Premier né
La deuxième lecture de la messe de dimanche nous fait entendre l’hymne au Christ que nous donne saint Paul au début de son Épître aux Colossiens. Ce texte prodigieux a fait couler beaucoup d’encre. Si vous avez la curiosité de regarder comment il est traduit dans la Bible des Témoins de Jéhovah vous aurez une surprise, tout est aplati pour faire du Christ une première créature dont dépendrait ensuite toutes les autres. Avec l’addition d’un mot qui n’est pas dans le texte (« autres »), on ramène le Premier-Né à notre niveau. Avec cela, il serait peut-être au commencement, mais il ne serait pas le principe, il serait dans la série, comme un simple prototype de fabrication. Il est vrai que notre traduction liturgique (« premier né avant toute créature ») force un peu la note dans l’autre sens, le texte dit simplement : « premier-né de toute créature », c.a.d. par rapport à toute créature, ce qui se comprend comme une référence au texte du livre des Proverbes (chapitre 8) qui parle de la Sagesse comme prémice des œuvres du Seigneur. Le « premier-né », pour les Hébreux, n’est pas seulement le premier dans l’ordre chronologique, il jouit d’une primauté unique, c’est lui qui a ouvert le sein maternel, il est l’héritier naturel.

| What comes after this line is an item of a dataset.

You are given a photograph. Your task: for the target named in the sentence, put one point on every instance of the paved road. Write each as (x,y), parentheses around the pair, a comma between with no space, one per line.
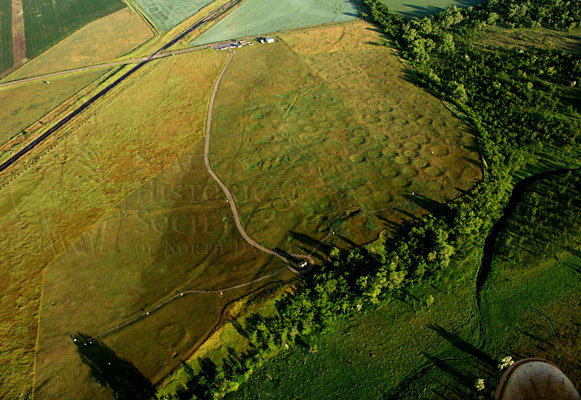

Pour éviter toute confusion, saint Paul précise bien que c’est « en lui » et « pour lui » que tout a été créé, et pas seulement sur terre, mais encore au ciel. Si les anges eux-mêmes sont créés en lui et pour lui, c’est qu’il les dépasse. Et puis la création dans la Bible, ce n’est pas une simple production, c’est le passage radical du non-être à l’être. Dieu ne crée donc pas en faisant appel aux bons soins du Christ, comme un artisan prendrait un auxiliaire, il crée dans le Fils, c.a.d. à partir de son être même de Père. C’est dans la relation éternelle qu’il a avec lui – relation d’amour partagé – qu’il conçoit un autre vis-vis qui sera sa créature humaine. Mais il y a là, avec la création, un saut absolu, une différence non de degré mais de nature. Le Fils lui est engendré et non créé, et nous notre relation avec le Père est d’être des fils, mais des fils adoptifs. C’est pour cela qu’il pourra restaurer le plan premier de Dieu sur l’homme.
Croire à la divinité du Fils, croire à son égalité avec le Père, croire en la Trinité sainte, c’est donc tout le contraire de mettre la main sur Dieu, de se l’imaginer sur le modèle de l’homme. C’est découvrir en Dieu une richesse insoupçonnée qui dépasse nos raisonnements trop courts, c’est entrer dans une surabondance de don, dont nous ne sommes pas la mesure. Dieu n’est pas l’autocrate solitaire qui surplomberait ce monde, il a en lui-même un amour qui jaillit et déborde en volonté d’associer d’autres êtres à son bonheur.
Redisons avec le Credo : « Dieu né de Dieu, lumière née de la Lumière, vrai Dieu, né du vrai Dieu, engendré non pas créé, consubstantiel au Père et par lui tout a été fait ».